In the mental health services field, discussion on racism has so far been scarce. In certain mental health associations this is already being acknowledged, and in the interviews conducted by Kurki, professionals have highlighted the fact that their services are not reaching young people of colour. Consequently, one of the goals of the project is to promote discussion with mental health service providers on how to reach them but also how to dismantle whiteness in mental health services.

Observing in detail the structures of mental health services constitutes an important part of Kurki’s project. She says that there are a lot of services and support available, for example, to refugees in the mental health services sector. The trouble is that young people who do not identify themselves as white Finns, but not as immigrants or refugees either, do not feel like they belong to the remit of ‘refugee services’, even though they are guided there, but they do not feel belonging to ‘white services’ either. In other words, the heart of the problem is structural, as the structures of mental health services remain white, which is why they remain unable to tackle the problem of racism.

“Discrimination, inequality and cultural sensitivity are being talked about in mental health services, but racism continues to get very little attention. The interviews I’ve already conducted with mental health service professionals convey a signal from the field, according to which it is in no way a racism-free zone.”

Indeed, Kurki is looking for a much more intense discussion on structural and institutional racism, calling for a broader understanding of the different forms of racism also in (mental) health services.
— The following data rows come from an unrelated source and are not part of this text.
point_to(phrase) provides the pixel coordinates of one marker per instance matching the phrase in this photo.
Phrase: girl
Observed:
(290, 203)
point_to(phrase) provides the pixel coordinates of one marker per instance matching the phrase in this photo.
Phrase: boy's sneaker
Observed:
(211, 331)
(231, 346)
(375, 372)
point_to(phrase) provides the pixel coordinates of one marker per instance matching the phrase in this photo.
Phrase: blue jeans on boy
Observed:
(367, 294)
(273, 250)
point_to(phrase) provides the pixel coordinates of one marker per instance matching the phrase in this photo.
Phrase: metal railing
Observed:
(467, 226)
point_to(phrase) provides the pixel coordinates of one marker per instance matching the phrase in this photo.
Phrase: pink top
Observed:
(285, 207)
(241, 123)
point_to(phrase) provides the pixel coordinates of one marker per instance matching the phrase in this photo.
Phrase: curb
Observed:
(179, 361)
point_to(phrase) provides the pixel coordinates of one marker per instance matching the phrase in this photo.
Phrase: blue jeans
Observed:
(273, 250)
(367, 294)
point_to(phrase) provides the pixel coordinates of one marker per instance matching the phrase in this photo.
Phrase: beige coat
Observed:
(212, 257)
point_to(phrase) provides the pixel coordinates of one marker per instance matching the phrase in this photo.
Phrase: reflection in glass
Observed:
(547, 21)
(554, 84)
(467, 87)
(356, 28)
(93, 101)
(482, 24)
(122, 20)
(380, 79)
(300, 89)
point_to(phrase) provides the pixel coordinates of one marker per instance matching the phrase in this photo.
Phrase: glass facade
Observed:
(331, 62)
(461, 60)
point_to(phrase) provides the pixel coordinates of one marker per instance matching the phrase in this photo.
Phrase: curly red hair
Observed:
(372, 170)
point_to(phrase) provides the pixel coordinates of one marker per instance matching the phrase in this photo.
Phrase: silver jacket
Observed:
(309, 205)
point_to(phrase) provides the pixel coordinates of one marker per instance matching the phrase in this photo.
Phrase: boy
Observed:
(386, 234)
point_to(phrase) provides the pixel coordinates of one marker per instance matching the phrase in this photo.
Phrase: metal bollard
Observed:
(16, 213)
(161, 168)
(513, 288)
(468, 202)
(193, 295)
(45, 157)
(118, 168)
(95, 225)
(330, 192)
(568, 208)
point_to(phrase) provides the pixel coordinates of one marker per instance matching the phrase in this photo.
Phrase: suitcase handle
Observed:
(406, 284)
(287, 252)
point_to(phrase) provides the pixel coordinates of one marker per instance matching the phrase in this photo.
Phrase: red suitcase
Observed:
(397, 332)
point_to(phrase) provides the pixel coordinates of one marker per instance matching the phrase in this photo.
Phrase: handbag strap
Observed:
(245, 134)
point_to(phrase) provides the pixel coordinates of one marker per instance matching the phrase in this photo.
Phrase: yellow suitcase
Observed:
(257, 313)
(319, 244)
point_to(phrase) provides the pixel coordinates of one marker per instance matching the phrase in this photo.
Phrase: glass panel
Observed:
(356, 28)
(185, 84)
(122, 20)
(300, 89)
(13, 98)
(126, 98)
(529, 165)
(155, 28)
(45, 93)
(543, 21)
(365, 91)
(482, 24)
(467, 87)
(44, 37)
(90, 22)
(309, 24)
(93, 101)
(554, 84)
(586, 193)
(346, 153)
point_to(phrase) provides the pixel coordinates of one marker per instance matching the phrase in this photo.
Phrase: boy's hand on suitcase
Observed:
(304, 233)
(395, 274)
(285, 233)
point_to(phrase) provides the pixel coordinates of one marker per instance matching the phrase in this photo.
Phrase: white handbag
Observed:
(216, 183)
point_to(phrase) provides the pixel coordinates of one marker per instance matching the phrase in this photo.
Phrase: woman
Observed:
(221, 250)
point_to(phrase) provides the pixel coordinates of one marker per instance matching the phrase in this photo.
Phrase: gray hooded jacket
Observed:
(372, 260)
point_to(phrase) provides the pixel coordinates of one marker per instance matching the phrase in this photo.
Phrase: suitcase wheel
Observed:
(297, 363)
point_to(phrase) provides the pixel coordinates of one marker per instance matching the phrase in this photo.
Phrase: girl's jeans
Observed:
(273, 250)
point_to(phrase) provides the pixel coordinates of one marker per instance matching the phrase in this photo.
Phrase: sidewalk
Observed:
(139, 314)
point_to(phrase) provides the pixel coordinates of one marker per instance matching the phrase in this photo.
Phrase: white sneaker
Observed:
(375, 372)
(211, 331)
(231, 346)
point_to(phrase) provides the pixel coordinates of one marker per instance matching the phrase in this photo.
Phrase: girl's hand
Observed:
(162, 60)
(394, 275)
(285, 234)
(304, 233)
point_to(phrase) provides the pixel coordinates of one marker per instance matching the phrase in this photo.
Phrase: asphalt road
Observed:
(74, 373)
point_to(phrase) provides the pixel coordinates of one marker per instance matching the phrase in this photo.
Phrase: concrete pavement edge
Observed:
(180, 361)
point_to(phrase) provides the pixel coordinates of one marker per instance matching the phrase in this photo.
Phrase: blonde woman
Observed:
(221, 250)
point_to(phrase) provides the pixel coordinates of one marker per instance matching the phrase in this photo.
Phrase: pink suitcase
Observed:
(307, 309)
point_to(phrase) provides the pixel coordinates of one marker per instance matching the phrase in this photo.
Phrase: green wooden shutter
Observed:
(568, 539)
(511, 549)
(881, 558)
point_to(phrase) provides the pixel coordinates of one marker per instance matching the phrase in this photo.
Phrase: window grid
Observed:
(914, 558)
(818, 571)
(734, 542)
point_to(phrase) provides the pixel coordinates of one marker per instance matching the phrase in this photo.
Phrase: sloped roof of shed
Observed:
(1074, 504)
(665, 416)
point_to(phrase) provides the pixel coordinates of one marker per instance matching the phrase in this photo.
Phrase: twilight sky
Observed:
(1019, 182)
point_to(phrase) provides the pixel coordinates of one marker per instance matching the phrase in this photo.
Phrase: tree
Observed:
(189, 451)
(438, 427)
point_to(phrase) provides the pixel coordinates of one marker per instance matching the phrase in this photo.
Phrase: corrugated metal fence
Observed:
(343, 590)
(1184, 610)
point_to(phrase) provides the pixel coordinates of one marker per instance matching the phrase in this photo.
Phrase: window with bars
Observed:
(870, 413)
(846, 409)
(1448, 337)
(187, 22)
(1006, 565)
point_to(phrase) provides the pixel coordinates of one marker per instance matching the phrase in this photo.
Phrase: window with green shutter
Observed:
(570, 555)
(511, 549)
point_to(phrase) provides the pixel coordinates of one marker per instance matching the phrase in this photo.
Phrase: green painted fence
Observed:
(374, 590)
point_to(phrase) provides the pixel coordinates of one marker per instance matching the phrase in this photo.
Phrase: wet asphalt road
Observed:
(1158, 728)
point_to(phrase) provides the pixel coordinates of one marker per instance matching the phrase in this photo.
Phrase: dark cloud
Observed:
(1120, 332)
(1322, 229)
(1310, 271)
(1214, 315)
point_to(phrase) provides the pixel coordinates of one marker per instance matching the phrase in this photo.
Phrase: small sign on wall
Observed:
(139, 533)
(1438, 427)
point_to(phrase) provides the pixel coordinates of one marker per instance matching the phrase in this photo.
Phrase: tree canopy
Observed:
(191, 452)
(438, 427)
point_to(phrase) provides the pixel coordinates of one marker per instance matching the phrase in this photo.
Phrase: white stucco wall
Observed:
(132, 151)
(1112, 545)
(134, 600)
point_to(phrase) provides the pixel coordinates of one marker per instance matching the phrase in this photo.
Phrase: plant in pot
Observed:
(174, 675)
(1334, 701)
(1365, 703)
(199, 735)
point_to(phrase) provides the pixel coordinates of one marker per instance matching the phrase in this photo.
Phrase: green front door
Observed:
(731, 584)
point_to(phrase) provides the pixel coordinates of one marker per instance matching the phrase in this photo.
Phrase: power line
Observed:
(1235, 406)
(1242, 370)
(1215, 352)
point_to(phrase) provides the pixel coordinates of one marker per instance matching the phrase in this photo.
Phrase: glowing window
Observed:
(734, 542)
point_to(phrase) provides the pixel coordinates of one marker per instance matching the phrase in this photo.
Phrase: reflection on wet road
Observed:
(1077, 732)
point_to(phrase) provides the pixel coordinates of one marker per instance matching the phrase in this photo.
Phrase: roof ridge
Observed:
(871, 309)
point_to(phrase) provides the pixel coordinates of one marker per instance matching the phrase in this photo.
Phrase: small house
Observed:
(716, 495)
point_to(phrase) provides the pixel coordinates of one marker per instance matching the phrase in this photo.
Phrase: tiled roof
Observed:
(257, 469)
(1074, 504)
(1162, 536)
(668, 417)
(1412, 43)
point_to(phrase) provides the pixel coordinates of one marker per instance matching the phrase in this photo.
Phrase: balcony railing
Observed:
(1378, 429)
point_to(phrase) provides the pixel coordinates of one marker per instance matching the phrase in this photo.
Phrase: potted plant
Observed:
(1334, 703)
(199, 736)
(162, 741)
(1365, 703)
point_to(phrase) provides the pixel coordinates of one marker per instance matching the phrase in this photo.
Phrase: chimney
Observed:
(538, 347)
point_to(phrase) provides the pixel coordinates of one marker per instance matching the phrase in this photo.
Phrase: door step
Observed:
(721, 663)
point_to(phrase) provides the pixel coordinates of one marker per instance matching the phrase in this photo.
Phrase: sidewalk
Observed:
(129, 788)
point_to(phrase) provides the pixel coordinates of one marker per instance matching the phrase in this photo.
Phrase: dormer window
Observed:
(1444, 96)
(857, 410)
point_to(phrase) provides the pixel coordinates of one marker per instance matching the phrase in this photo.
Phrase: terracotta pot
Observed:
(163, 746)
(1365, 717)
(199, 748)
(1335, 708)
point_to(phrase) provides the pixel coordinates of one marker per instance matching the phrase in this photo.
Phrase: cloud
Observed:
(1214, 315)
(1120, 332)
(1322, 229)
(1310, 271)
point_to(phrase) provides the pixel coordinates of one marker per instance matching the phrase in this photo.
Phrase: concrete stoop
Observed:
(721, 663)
“Care work, such as mental health work, is often considered to be inherently striving for good. Of course, professionals aim to help and support young people, but you have to keep in mind that mental health work as an institution and the professionals working within that institution can be prone to racialisation: for example, professionals can be biased or they can maintain stereotypes on which they base their diagnoses as well as the therapies and support they provide.”

Ra­cism as ra­cism
For Kurki, research is not ‘just’ research, but also antiracist activism. For her part, she wishes to promote discussion on racism, dismantle stigmas associated with mental health and introduce new vocabulary to the discussion.

“It has been noted in a number of contexts that the Finnish concepts are inadequate when talking about racism and related issues. For example, there is no fluent translation available in Finnish for the term POC. I also wish that euphemisms were no longer used to cover up racism. Instead, we should refer to racism as racism. Then, we could move on from the fear of saying the ‘wrong’ things and from ‘white fragility’ to a discussion where we could together consider what an antiracist approach in mental health work could be like. Concepts change, develop and evolve continuously in this field, requiring constant alertness also from researchers.”

In addition to scholarly publications, one of the products of the project is planned to be a publication realised in cooperation with Michaela Moua and other POC professionals, providing young people of colour with information on racism and its effect on mental health as well as antiracist tools for mental health services professionals, in addition to which it will highlight services, POC professionals in particular, who will take into account in their work the effects of racism on mental health.